By: Christopher Lewis
Being Non-Farm Payroll Friday, it is going to always be a difficult trading session. When you add the announcement of participation rates of the Greek debt swap, you have a real shot at getting an almost untradeable amount of volatility. While nobody can actually predict what will happen, the one thing that is certain to be part of the session is massive swings in volatility as the announcement out of Athens will be shortly before the NFP out of the US.
The announcement out of Greece can be massive in scope, but only if it doesn’t work out the way the market seems to think it is going to happen. There is an optimism that the Greeks will get above the 90% participation rate, and this would relieve a ton of pressure on the markets in general. In fact, this would be a real blueprint to some kind of solution. However, this will only be a temporary thing in my eyes, because after the Greeks get 70% of their debt written down, it is only a matter of time before one of the other troubled nations in Europe to ask why they can’t get a deal like this?

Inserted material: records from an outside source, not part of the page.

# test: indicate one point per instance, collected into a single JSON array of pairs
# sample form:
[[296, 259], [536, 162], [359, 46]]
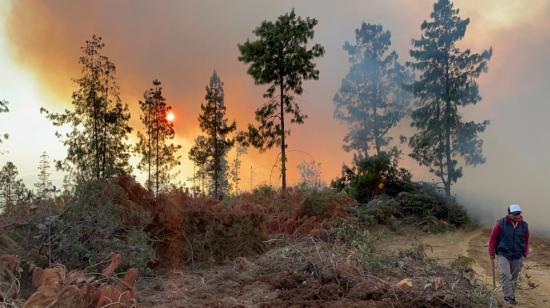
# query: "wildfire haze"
[[182, 42]]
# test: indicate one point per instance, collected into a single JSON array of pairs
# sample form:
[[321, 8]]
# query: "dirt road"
[[534, 286]]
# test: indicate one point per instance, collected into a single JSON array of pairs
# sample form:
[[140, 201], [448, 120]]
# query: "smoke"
[[182, 42]]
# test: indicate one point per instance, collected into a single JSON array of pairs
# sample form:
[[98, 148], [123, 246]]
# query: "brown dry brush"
[[310, 272], [58, 288]]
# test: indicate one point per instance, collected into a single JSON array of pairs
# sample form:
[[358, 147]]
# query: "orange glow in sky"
[[170, 116]]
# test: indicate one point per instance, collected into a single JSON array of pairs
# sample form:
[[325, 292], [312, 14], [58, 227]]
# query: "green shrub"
[[99, 220], [372, 176], [434, 210], [380, 210], [323, 203]]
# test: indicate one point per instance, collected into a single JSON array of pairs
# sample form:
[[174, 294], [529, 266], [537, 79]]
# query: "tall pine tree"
[[447, 81], [44, 185], [372, 98], [280, 58], [158, 155], [4, 108], [12, 189], [96, 145], [214, 123], [199, 156]]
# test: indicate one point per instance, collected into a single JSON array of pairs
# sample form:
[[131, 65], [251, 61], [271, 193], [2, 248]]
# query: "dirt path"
[[534, 287]]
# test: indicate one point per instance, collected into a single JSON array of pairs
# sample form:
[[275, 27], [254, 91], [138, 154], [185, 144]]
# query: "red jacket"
[[493, 239]]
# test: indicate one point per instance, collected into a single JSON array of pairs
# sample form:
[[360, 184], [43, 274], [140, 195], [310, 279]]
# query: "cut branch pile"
[[59, 288]]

The pair is currently in the middle of the consolidation range between 1.30 and 1.35, and looks as if it is in “No Man’s Land”. This in and of itself makes me a bit leery of getting involved, but one has to think that perhaps the Non-Farm Payroll number could be what the markets are waiting for. Assuming the Greek deal gets done, the labor question will be on everyone’s mind. The jobs number has to be over 200,000 in order to get the market “positive” on the job markets, and as sudden shock could prove to be risk-negative as well. The move will be indicative of what I want to do going forward, but I find it difficult to think that I will be tempted to get involved in the markets on Friday. This is unless we see some really, really bad news out of Athens or DC. In a negative number, we could see a meltdown. Otherwise, I will pass on trading this pair in particular as there is too many headline risks for it.